Здесь любопытно характерное для Солженицына «Я со всей достоверностью убедился». Немного нужно было и тогда и в других случаях, чтобы убедить его со всей достоверностью. Главное всегда заключалось в том, что он или «принимал» что-то или что-то «отвергал». Это и был критерий достоверности.
Идут месяцы. Чуть ли не в каждом письме — новые надежды.
«Сегодня очень ждали, — пишет он мне в годовщину Победы. — Хотя слухи и не сходились на 9-м, всё же с 9-го и теперь ещё недельку-другую возможный для неё срок. У всех такая усталость, как будто её в газетах обещали на сегодня».
И лишь по прошествии полутора лег заключения Саня делится со мной:
«Когда заговорят об амнистии — усмехнусь криво и отойду».
Итак, амнистия не коснулась Сани. Не помогло и моё обращение к адвокату Добровольскому, заявление с просьбой о пересмотре дела.
Перелом в лагерной судьбе Сани пришёл с другой стороны.
Летом 1946 года его возвращают в Бутырскую тюрьму, а оттуда везут в Рыбинск, где он получает работу по своей специальности — математика. «И работа ко мне подходит и я подхожу к работе», — пишет мне Саня оттуда.
Ему вспоминается любимая им в детстве сказка. Олень гордился своими прекрасными ветвистыми рогами и не любил своих тонких, «как жёрдочки» ног. Но именно быстрота ног выручала оленя, когда он спасался от волков, а рога, запутавшиеся в лесной чаще, погубили его.
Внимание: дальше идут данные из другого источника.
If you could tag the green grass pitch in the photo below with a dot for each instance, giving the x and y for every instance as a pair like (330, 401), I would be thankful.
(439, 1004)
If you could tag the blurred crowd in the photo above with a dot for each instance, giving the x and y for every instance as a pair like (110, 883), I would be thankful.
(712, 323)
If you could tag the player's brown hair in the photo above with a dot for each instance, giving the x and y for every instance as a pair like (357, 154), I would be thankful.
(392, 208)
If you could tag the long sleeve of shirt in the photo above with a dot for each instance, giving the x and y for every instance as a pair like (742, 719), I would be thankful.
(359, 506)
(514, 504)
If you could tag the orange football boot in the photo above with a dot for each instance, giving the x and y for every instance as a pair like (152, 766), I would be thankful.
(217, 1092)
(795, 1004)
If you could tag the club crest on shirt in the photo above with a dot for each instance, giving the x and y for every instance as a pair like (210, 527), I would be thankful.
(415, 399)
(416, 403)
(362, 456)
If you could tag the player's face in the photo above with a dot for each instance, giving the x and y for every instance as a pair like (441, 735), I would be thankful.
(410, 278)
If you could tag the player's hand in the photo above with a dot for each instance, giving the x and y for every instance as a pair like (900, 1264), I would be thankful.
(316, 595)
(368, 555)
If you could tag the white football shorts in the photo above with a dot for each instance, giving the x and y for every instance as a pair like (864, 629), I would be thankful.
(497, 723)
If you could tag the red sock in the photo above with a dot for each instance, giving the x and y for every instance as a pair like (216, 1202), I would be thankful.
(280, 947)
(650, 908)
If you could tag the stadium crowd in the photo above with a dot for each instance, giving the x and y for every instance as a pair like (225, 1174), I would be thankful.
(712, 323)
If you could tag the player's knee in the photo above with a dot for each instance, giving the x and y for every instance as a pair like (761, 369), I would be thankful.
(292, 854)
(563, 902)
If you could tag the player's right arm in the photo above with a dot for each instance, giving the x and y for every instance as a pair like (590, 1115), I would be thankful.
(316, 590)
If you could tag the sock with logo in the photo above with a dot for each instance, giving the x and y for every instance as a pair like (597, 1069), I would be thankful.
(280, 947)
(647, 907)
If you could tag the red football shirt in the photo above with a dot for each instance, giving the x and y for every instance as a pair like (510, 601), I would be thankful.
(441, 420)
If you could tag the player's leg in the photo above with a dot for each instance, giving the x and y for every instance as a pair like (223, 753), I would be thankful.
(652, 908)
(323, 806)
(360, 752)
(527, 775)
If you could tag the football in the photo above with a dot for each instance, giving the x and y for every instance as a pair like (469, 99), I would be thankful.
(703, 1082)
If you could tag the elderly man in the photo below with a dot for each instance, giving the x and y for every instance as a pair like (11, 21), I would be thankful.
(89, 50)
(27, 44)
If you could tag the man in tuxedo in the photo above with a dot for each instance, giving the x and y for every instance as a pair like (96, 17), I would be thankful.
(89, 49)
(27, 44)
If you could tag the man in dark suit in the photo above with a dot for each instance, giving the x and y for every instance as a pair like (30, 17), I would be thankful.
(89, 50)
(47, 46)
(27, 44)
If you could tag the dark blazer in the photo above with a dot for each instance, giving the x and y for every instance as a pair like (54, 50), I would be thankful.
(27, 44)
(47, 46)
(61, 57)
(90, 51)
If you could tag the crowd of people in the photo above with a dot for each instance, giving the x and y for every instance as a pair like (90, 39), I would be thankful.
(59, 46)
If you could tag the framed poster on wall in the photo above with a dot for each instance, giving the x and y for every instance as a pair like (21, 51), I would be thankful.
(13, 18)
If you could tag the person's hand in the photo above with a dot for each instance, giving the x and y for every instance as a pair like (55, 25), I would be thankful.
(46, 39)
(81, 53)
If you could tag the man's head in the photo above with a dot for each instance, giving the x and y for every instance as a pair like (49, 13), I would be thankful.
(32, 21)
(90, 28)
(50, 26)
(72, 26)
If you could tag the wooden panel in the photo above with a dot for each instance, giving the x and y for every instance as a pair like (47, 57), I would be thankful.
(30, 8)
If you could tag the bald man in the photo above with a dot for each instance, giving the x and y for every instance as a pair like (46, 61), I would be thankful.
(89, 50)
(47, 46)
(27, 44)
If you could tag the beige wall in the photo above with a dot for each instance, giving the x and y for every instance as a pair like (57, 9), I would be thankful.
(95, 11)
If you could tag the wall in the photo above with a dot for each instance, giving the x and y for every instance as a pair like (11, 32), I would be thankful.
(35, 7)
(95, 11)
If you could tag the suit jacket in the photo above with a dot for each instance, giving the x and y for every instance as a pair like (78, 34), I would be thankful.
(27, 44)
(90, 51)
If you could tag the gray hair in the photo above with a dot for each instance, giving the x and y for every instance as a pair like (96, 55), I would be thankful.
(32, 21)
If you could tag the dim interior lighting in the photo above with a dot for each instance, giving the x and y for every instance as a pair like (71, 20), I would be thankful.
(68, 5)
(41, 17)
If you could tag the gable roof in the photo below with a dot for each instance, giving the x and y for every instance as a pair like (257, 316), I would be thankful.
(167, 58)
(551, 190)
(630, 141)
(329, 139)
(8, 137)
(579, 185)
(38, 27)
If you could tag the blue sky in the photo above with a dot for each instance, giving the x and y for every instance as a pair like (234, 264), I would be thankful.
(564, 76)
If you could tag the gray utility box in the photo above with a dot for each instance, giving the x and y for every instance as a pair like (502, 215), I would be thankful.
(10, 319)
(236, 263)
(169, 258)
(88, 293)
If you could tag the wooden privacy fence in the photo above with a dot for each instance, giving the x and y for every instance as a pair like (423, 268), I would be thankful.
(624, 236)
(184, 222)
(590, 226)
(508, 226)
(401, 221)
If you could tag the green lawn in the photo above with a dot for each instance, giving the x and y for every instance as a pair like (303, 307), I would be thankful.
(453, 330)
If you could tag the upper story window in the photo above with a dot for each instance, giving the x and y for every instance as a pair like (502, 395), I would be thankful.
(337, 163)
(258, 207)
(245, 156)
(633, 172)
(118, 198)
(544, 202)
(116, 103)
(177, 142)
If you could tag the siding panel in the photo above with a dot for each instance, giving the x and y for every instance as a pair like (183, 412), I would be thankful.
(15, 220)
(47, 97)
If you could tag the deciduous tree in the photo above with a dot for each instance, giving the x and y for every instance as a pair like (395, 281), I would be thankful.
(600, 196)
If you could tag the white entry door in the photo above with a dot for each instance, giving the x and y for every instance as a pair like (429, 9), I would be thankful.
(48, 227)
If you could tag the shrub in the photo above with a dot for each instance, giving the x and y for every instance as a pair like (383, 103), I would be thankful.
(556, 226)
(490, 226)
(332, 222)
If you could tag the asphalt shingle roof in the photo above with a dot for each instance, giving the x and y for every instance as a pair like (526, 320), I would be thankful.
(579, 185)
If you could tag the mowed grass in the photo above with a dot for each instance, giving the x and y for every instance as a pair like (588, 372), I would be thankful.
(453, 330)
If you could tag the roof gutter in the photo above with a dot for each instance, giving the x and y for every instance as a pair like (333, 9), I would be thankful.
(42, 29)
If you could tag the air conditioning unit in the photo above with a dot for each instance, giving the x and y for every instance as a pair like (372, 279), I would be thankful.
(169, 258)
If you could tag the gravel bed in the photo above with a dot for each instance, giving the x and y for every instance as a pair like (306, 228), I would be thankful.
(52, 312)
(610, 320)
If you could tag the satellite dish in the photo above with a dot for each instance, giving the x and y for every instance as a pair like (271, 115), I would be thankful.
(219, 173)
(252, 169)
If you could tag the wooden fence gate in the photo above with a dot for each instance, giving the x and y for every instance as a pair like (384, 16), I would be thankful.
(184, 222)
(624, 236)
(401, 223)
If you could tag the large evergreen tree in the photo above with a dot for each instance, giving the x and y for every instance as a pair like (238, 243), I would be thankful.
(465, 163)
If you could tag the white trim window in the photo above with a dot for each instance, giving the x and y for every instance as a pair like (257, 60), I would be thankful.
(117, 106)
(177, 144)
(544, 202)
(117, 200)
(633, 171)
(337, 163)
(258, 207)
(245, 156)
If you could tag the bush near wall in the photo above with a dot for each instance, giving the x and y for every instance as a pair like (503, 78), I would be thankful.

Сказка повторилась в жизни. «Литературные рога» привели Солженицына к беде, а нелюбимые «математические ноги» пришли на выручку.
В марте 1947 года Саню переводят в Загорск, а в июле он снова оказывается в Москве. На этот раз — в научно-исследовательском институте, неподалёку от того места, где ныне поднялась на полкилометра ввысь Останкинская телевизионная башня. В ту пору местность эту называли ещё по имени стоявшей здесь почти до самой войны деревеньки Марфино.
Три года, проведённых в «марфинской» спецтюрьме, или на языке заключённых — «шарашке», дали Солженицыну материал для романа «В круге первом».